Ce rayonnement est synonyme de résilience face aux défis mondiaux, là, sportifs, mais qui s’étend à d’autres domaines partenaires ou concurrents, antagonistes, dans le domaine du social, de l’économique, de l’industriel, du commercial, du technique, du scientifique, du culturel.  Comment ne pas voir que ce rayonnement est sans aucun doute synonyme d’un choix irréversible de modernité, soutenu dans l’aspiration à un développement durable par l’innovation qui se veut parfois téméraire et hardie ?  Citer les axes et les champs de cet engagement dépasserait le cadre de cette présentation.  Vous les connaissez mieux que moi : réformes structurelles et structurantes, transition écologique, stratégie énergétique comme l’investissement dans les énergies renouvelables, l'aéronautique, pour ne citer que ces champs, renforcement de l'Etat de droit pour une amélioration du climat des affaires, consolidation soutenue des relations diplomatiques, voie ouverte aux partenariats public-privé.  Mais ce rayonnement est surtout porté par le pari de la formation des jeunes et incontestablement par la réforme du code de la famille, initié en 2003, et en cours de révision depuis 2023, pour une égalité homme-femme, garante d’une sérénité plus confirmée dans la vie quotidienne d'une société rétive aux tensions et où l’équilibre entre la tradition et la modernité la ferait bénéficier d’un bienheureux avenir.
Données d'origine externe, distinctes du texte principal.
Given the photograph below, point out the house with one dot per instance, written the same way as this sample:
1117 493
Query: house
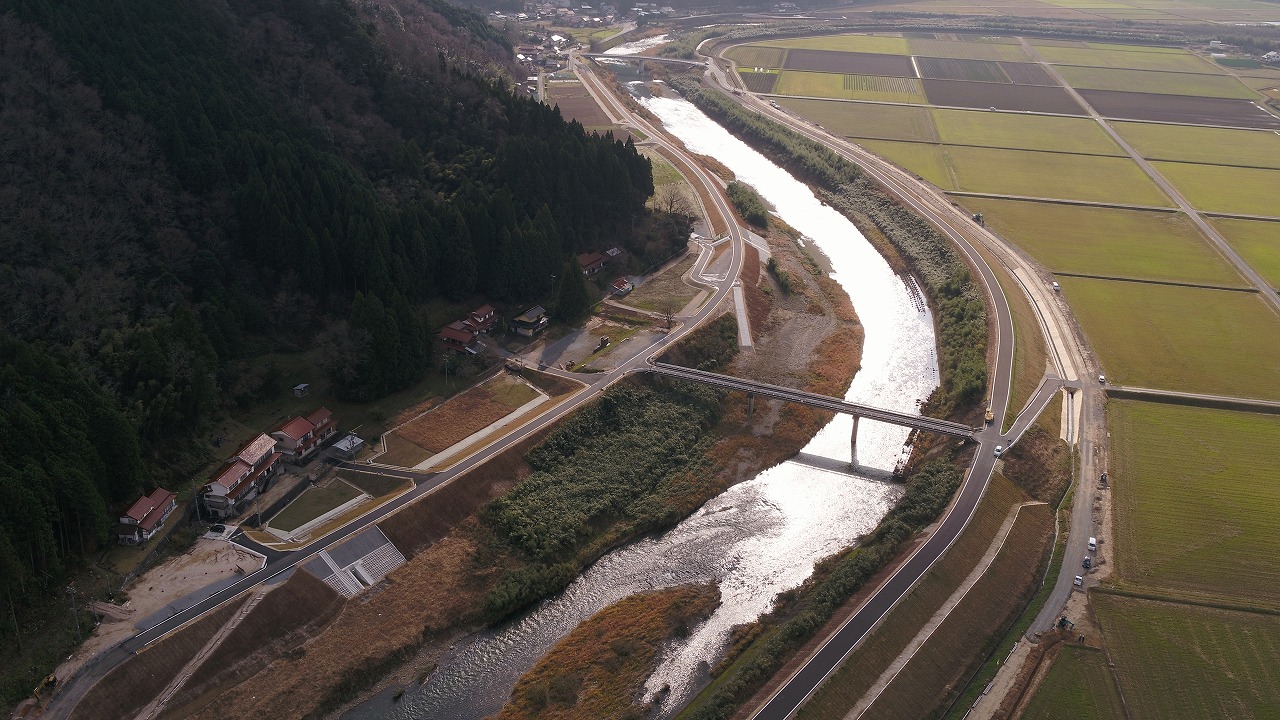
146 516
458 337
530 322
241 478
592 263
298 438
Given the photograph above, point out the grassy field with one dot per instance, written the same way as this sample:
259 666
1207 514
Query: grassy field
1182 338
1024 132
1107 241
1159 82
1257 241
865 119
845 44
1054 174
1197 505
1078 686
850 87
312 504
1124 59
924 159
1176 661
1217 188
1221 146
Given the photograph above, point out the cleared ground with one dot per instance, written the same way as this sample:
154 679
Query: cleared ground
1220 146
1220 188
1107 241
1183 338
1176 661
1078 686
1257 241
1024 132
1159 82
1197 505
867 119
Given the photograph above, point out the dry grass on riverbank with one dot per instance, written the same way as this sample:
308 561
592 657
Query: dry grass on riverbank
600 668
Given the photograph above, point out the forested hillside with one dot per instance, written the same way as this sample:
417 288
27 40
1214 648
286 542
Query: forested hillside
191 183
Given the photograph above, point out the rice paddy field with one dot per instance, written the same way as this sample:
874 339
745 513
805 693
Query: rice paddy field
1185 662
1220 188
1257 241
1216 146
1185 338
1109 241
1079 686
1197 505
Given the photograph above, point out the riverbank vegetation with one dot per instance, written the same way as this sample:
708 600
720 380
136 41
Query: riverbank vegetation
599 669
955 297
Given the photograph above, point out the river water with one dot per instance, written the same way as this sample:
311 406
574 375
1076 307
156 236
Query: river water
758 538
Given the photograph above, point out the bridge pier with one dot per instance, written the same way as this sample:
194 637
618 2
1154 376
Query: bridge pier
853 445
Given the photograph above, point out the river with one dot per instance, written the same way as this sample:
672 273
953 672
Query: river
759 537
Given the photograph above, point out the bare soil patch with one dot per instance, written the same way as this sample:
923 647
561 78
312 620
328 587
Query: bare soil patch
1180 109
850 63
1034 99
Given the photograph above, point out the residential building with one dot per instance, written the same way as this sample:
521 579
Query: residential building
146 516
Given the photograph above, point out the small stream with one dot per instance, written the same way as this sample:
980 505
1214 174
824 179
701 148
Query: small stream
758 538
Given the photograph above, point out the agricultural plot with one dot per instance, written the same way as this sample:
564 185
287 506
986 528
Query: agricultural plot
1107 241
1183 338
757 57
1221 188
983 95
1102 57
1179 109
1197 505
1006 51
1217 146
849 63
1024 132
924 159
1078 686
883 44
1178 661
865 119
1257 241
1054 174
1156 82
759 82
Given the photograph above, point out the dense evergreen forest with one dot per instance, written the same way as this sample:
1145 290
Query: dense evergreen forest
191 183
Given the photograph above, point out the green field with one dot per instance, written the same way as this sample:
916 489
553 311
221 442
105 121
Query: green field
1078 686
1185 338
1098 58
1054 174
1159 82
924 159
1197 504
312 504
1178 661
1217 188
1257 241
1025 132
1107 241
1187 144
867 119
845 42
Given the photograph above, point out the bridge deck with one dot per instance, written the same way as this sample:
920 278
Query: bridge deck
813 400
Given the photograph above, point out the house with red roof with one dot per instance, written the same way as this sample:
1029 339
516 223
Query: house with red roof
241 478
300 438
146 516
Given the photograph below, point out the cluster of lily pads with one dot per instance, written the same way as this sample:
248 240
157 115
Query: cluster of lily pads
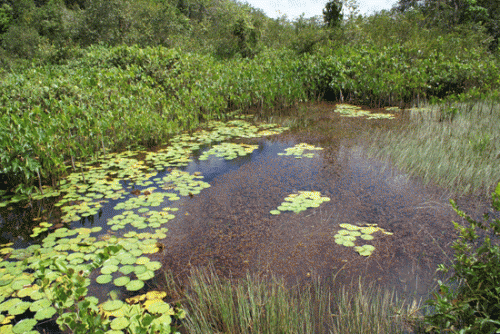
349 110
116 176
229 151
300 201
298 150
347 236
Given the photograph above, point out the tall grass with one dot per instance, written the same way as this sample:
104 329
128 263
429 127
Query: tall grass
255 305
456 145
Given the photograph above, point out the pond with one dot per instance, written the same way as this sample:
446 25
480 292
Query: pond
242 197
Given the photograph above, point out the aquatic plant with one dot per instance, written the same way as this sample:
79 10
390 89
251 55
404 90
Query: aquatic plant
473 306
260 305
348 110
347 236
301 201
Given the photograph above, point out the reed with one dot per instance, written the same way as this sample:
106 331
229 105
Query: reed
456 145
256 305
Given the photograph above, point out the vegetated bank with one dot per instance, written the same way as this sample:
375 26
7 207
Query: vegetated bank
112 98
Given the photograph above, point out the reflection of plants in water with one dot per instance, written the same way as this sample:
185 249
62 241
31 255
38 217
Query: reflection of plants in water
77 251
301 201
347 236
348 110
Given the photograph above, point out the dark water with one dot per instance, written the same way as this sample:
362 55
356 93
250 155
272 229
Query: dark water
229 225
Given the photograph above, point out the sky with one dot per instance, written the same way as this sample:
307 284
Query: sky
293 8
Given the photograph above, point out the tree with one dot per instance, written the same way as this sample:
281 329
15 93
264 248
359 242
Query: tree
332 13
447 14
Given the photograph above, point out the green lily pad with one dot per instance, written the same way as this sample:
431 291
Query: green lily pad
104 279
121 281
19 308
127 269
40 304
147 275
134 285
109 269
112 305
119 323
45 313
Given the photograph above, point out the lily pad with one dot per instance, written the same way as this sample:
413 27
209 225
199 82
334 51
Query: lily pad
119 323
112 305
121 281
103 279
134 285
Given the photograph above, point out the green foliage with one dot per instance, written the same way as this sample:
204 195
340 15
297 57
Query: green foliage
332 14
474 307
77 313
5 17
80 314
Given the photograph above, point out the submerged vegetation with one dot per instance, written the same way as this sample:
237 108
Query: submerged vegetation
217 305
90 89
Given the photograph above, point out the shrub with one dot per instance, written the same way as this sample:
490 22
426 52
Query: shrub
474 307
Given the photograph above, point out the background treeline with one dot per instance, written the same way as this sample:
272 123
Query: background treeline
82 77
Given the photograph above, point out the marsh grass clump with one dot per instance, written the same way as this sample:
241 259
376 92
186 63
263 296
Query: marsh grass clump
455 145
255 305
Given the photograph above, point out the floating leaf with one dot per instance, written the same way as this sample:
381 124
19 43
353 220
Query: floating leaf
112 305
45 313
121 281
24 326
119 323
134 285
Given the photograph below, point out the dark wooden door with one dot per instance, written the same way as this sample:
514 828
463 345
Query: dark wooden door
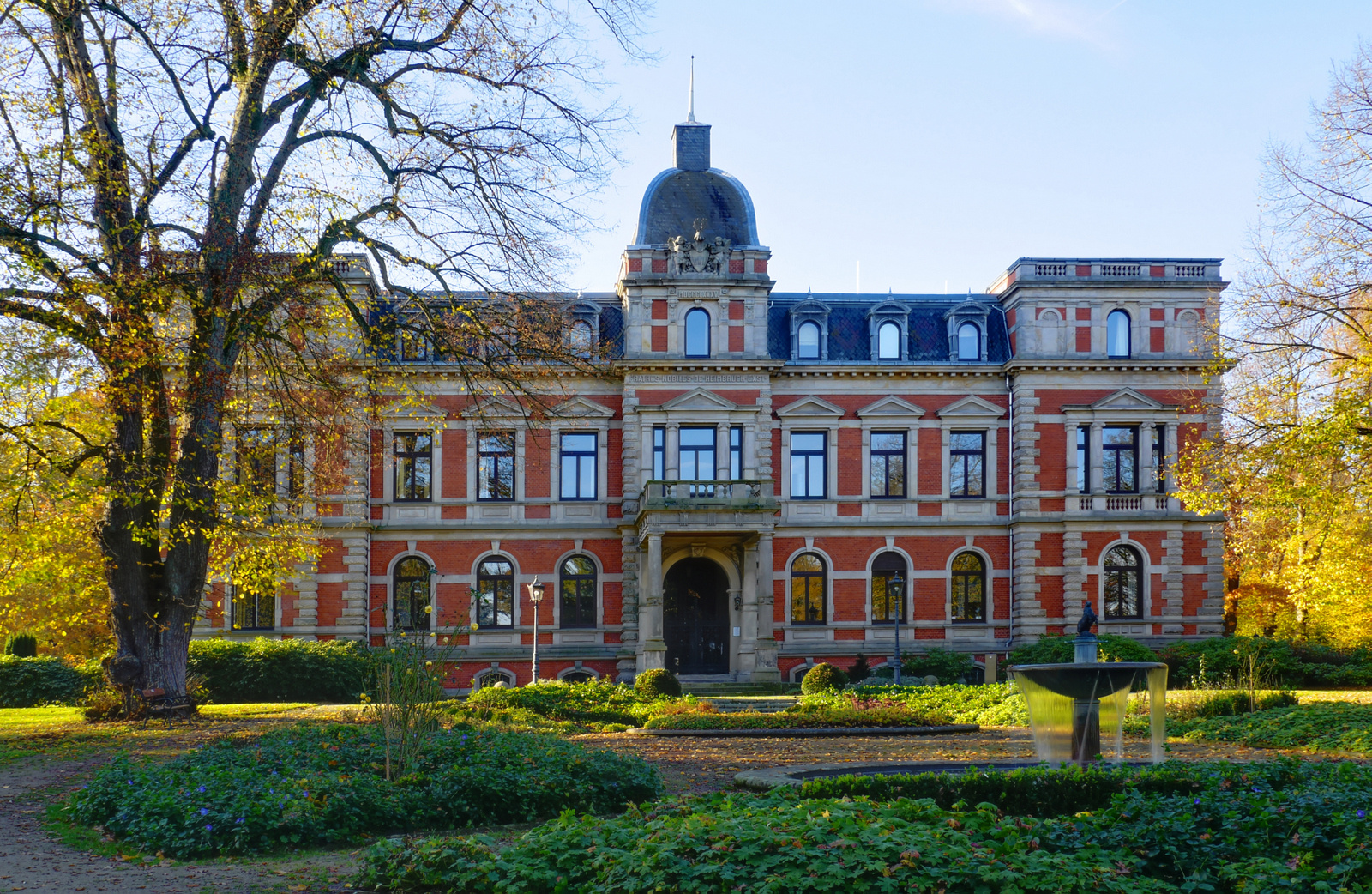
696 617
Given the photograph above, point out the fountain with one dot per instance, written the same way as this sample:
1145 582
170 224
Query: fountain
1069 704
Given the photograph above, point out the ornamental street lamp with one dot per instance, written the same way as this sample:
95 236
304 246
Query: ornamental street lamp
535 595
896 596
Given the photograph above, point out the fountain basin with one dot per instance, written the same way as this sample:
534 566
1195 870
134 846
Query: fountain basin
1072 704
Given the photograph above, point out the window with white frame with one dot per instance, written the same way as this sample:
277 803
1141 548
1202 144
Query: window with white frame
578 470
807 464
966 464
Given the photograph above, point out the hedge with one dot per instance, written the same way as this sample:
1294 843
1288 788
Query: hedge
33 681
280 670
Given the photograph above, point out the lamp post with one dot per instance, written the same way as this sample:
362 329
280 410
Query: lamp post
896 594
535 595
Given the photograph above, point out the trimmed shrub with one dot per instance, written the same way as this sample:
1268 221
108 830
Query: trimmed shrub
1207 827
33 681
1285 662
590 702
939 662
280 670
658 683
1058 649
822 677
21 646
1029 791
308 786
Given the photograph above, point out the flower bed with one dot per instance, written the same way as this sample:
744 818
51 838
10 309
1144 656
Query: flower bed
1220 827
313 786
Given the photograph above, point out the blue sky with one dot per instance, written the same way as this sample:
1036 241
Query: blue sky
937 141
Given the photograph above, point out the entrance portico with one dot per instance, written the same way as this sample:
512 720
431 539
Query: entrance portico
707 603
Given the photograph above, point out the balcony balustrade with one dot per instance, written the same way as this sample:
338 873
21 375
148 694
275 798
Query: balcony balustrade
710 495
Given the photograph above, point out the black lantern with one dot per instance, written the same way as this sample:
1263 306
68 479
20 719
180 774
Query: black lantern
896 601
535 595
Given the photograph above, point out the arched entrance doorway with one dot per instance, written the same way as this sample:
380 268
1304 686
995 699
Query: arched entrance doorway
696 617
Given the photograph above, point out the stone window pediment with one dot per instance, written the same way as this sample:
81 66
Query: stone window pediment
891 408
809 408
972 407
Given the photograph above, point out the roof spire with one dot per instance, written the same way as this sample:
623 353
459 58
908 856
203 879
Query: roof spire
690 100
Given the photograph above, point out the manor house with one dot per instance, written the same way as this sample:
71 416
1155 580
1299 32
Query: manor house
774 480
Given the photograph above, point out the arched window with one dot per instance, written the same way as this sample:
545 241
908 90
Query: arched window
807 589
885 607
1117 334
969 342
807 341
412 607
969 588
496 592
888 341
578 592
580 338
1124 583
697 333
C’est en définitive un rayonnement synonyme de l’ouverture d’un pays dont le dynamisme est tourné vers l’avenir, offrant au monde une vision qui bannit les extrémismes idéologiques, religieux, favorisant les valeurs de dialogue, préservant son identité plurielle, diverse mais indivisible, protégée, immunisée par une centralité monarchique, fédératrice depuis plus de douze siècles contre les conséquences désastreuses des secousses tectoniques de régimes politiques artificiels et factices.

Il me vient à l’esprit pour conclure un vœu : celui que Jacques Berque exprima en conclusion de sa leçon inaugurale au Collège de France.  Il souhaitait voir, se réinventer, réapparaître, dans ce monde dérangé des « Andalousies renouvelées ».  Serait-ce prétentieux en conclusion de cette brève analyse d’affirmer que l’affluent « andalou » de la constitution marocaine est peut-être un signe précurseur au Maroc l’apparition de ce renouvellement civilisationnel : une Andalousie renouvelée.